Small diameter fork tubes make the J4s flexy when set at anything more than 100 or 110mm of travel and, to keep travel balanced, we rarely used the Spectre in the 5in mode. At 3in the bike is a very sprightly pedaller but the suspension has a tendency to quickly blow through the last inch of travel and constantly bottom out. We ran the bike with 110mm front and 100mm (4in) out back, and found it the best overall solution.
The top tube of the Claud Butler is almost an inch shorter than the other bikes and on climbs this has a notable negative effect. It’s difficult to get a good stretch and make the most of your large lower back and buttock muscles.

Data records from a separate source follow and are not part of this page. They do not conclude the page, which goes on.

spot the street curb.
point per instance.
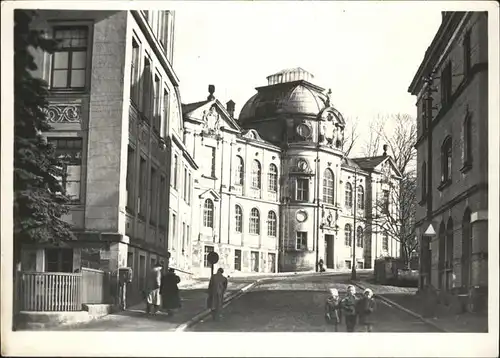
(410, 312)
(227, 301)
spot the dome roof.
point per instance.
(297, 96)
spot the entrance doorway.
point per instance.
(329, 251)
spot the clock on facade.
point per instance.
(304, 130)
(301, 216)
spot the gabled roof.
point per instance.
(370, 162)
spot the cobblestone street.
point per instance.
(297, 305)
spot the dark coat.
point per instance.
(332, 309)
(366, 306)
(216, 289)
(169, 291)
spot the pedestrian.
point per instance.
(170, 291)
(332, 309)
(348, 306)
(366, 306)
(216, 290)
(153, 299)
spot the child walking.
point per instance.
(365, 309)
(348, 306)
(332, 309)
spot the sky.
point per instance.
(366, 53)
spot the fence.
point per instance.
(50, 291)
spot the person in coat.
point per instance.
(216, 290)
(348, 306)
(170, 291)
(332, 309)
(153, 298)
(366, 306)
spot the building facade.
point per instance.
(276, 191)
(115, 109)
(452, 159)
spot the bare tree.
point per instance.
(399, 221)
(351, 135)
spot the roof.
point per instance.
(369, 162)
(186, 108)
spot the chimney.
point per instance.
(230, 107)
(211, 90)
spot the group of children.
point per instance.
(350, 307)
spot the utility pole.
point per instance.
(429, 81)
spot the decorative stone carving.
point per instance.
(64, 113)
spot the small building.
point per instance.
(452, 159)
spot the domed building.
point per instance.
(283, 161)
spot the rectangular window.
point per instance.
(174, 229)
(69, 151)
(134, 77)
(237, 260)
(255, 261)
(153, 197)
(205, 255)
(301, 240)
(446, 85)
(157, 103)
(58, 260)
(142, 187)
(163, 213)
(185, 187)
(130, 179)
(467, 53)
(302, 193)
(210, 171)
(69, 60)
(175, 169)
(147, 92)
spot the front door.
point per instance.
(329, 251)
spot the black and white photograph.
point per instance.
(309, 169)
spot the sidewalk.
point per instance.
(441, 315)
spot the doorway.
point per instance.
(329, 251)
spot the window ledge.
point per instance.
(466, 167)
(444, 184)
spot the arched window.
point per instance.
(441, 255)
(423, 181)
(348, 235)
(328, 187)
(449, 254)
(359, 236)
(348, 195)
(240, 170)
(273, 178)
(254, 221)
(256, 171)
(271, 224)
(361, 198)
(238, 218)
(208, 213)
(446, 151)
(466, 249)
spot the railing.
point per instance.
(50, 291)
(95, 286)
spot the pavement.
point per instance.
(440, 316)
(296, 304)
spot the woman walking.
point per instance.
(170, 291)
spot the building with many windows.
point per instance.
(452, 159)
(115, 110)
(276, 191)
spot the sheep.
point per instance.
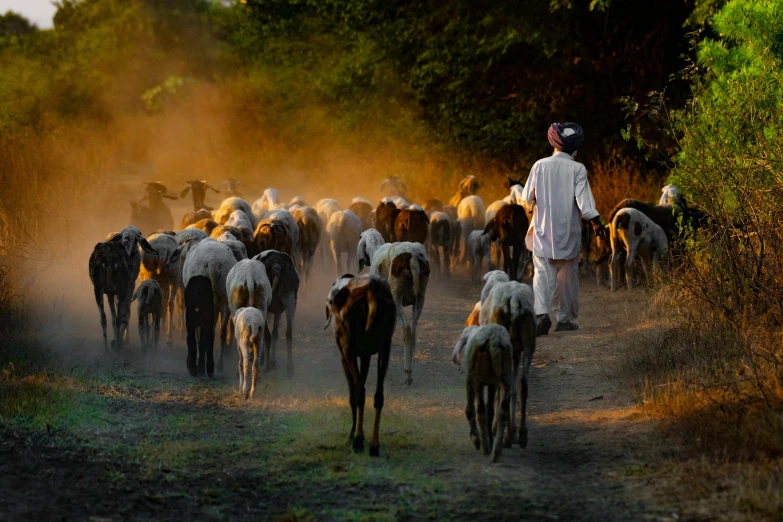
(310, 231)
(412, 225)
(214, 260)
(148, 310)
(199, 188)
(480, 249)
(509, 227)
(363, 209)
(293, 229)
(131, 239)
(273, 234)
(238, 248)
(344, 229)
(200, 322)
(472, 319)
(110, 274)
(487, 353)
(281, 272)
(441, 239)
(406, 267)
(511, 306)
(671, 195)
(239, 219)
(631, 232)
(491, 279)
(432, 205)
(207, 225)
(249, 326)
(325, 208)
(394, 187)
(385, 216)
(191, 218)
(229, 205)
(297, 202)
(163, 267)
(364, 320)
(468, 186)
(470, 214)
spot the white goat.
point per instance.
(480, 249)
(632, 232)
(470, 213)
(343, 230)
(249, 326)
(488, 356)
(214, 260)
(511, 306)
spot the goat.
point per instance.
(632, 232)
(249, 324)
(163, 266)
(487, 353)
(310, 230)
(406, 268)
(479, 248)
(111, 275)
(364, 210)
(511, 306)
(509, 227)
(471, 217)
(441, 239)
(199, 188)
(282, 275)
(344, 230)
(200, 322)
(148, 310)
(364, 319)
(468, 186)
(212, 259)
(394, 187)
(412, 225)
(191, 218)
(385, 216)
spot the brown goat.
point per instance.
(412, 226)
(272, 234)
(207, 225)
(191, 218)
(385, 217)
(364, 316)
(510, 226)
(432, 205)
(364, 211)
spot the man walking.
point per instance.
(558, 186)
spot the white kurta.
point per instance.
(558, 186)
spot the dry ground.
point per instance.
(110, 439)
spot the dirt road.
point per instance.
(128, 442)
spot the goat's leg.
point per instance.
(482, 421)
(99, 302)
(491, 424)
(470, 413)
(502, 418)
(383, 366)
(358, 440)
(275, 338)
(290, 312)
(115, 323)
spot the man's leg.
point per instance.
(567, 293)
(544, 284)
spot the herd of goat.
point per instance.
(241, 266)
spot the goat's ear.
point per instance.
(144, 244)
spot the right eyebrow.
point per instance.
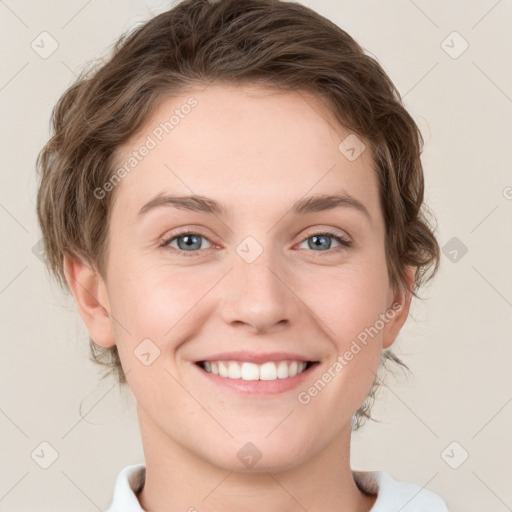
(311, 204)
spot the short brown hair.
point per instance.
(277, 44)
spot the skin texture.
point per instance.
(256, 151)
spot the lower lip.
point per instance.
(261, 387)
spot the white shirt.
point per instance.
(392, 496)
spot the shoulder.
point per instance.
(398, 496)
(129, 482)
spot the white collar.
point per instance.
(392, 496)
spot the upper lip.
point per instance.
(257, 358)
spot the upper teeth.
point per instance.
(251, 371)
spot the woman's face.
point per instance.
(246, 273)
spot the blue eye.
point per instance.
(322, 241)
(189, 244)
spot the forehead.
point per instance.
(241, 144)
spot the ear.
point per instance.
(90, 293)
(398, 309)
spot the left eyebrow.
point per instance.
(311, 204)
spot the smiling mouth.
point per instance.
(272, 370)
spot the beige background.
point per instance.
(458, 344)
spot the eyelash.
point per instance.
(344, 243)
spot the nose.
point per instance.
(258, 296)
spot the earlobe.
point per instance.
(90, 293)
(398, 310)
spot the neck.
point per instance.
(179, 479)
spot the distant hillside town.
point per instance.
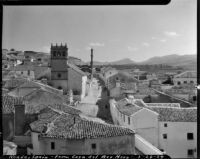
(56, 104)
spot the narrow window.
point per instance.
(93, 146)
(52, 145)
(59, 75)
(164, 136)
(190, 152)
(129, 120)
(190, 136)
(54, 53)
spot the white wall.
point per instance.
(145, 147)
(175, 80)
(115, 92)
(84, 83)
(146, 125)
(25, 74)
(37, 148)
(176, 145)
(144, 122)
(111, 145)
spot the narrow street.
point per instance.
(96, 103)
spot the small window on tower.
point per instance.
(93, 146)
(59, 75)
(54, 53)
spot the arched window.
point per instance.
(59, 54)
(59, 75)
(54, 53)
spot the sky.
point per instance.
(138, 32)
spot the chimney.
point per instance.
(91, 64)
(19, 119)
(70, 96)
(44, 80)
(74, 120)
(118, 83)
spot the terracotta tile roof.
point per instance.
(187, 74)
(77, 69)
(37, 85)
(64, 125)
(175, 105)
(13, 83)
(47, 116)
(19, 93)
(127, 108)
(176, 114)
(140, 103)
(23, 68)
(65, 108)
(8, 103)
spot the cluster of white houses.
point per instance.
(165, 125)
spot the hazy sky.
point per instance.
(115, 32)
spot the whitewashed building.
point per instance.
(166, 126)
(59, 133)
(187, 77)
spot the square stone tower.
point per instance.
(59, 66)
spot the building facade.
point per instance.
(59, 67)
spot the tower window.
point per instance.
(52, 145)
(93, 146)
(59, 54)
(59, 75)
(129, 121)
(190, 152)
(54, 53)
(190, 136)
(164, 136)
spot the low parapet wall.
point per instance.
(145, 147)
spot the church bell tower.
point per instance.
(59, 67)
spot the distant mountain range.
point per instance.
(124, 61)
(172, 60)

But the reward comes on the return journey. The wheelbase is as long as the Merida, so stability is not an issue. The low frame and short reach make the bike incredibly manoeuvrable. Backed up with a rock-solidly-stiff rear end, and despite a rear shock never better than average, the Spectre ploughed through the roughest trails with aplomb.

It may not be as versatile as the Commençal, but the Spectre was the preferred machine if we wanted to play in the woods. Thanks to the stiff frame and regardless of the flexy forks and decidedly average shock, Claud Butler has come up with a gem. Take the Spectre to the drop zone and enjoy.